Fully custom CUDA-native Deepseek 4 Flash optimized for 1x Spark! antirez/ds4

While I was working on my vLLM/CUDA port of antirez/ds4’s newly famous custom hybrid quant of Deepseek 4 Flash which is optimized to work with high accuracy on 128GB M-series Macs, he was busy porting his MLX work to CUDA!

Today I’ve been testing his new CUDA work within his custom ds4 (newly renamed “DwarfStar 4”) inference engine, specifically made just for this model, optimized for 128GB systems. This is a game changer! It is already performant, accurate, and starts incredibly quickly on GB10.

I have created a convenience installer repo with a one-shot installer script:

GitHub - Entrpi/ds4-on-spark: antirez/ds4 (DwarfStar 4) on NVIDIA DGX Spark — install, benchmarks, and roofline analysis.
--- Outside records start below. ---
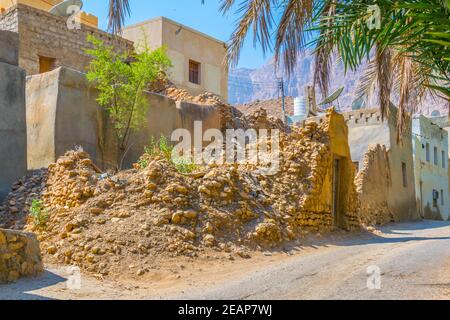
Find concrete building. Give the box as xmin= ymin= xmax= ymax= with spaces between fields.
xmin=123 ymin=17 xmax=228 ymax=100
xmin=0 ymin=0 xmax=133 ymax=75
xmin=344 ymin=105 xmax=420 ymax=221
xmin=0 ymin=0 xmax=98 ymax=28
xmin=0 ymin=31 xmax=27 ymax=203
xmin=412 ymin=115 xmax=450 ymax=220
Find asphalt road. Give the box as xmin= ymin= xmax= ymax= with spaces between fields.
xmin=170 ymin=221 xmax=450 ymax=299
xmin=0 ymin=221 xmax=450 ymax=300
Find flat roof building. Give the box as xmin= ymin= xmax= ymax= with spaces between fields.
xmin=123 ymin=17 xmax=228 ymax=100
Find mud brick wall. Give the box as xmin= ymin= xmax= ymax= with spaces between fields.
xmin=355 ymin=144 xmax=394 ymax=225
xmin=0 ymin=4 xmax=133 ymax=75
xmin=0 ymin=229 xmax=44 ymax=283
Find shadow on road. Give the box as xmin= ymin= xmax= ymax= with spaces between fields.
xmin=0 ymin=270 xmax=67 ymax=300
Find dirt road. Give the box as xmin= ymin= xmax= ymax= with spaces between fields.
xmin=0 ymin=221 xmax=450 ymax=299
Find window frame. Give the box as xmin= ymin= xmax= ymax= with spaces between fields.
xmin=188 ymin=59 xmax=202 ymax=85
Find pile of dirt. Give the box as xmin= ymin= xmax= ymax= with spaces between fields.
xmin=0 ymin=109 xmax=358 ymax=275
Steady-state decode at ~95% of bandwidth ceiling; MTP and concurrency analyzed. · GitHub

curl -sSL https://raw.githubusercontent.com/Entrpi/ds4-on-spark/main/install.sh | bash -s -- --with-mtp --start

That one command:

  1. Verifies the host (aarch64, GB10/SM121, CUDA 13, ≥110 GiB free disk).
  2. Clones antirez/ds4 and builds ds4, ds4-server, ds4-bench with CUDA_ARCH=sm_121 … takes about 8 seconds on a Spark, no patches required.
  3. Downloads the Q2 GGUF (~81 GiB) and the optional MTP draft GGUF (~3.6 GiB) from antirez/deepseek-v4-gguf.
  4. Runs the “capital of France” smoke test and asserts “Paris” in the output.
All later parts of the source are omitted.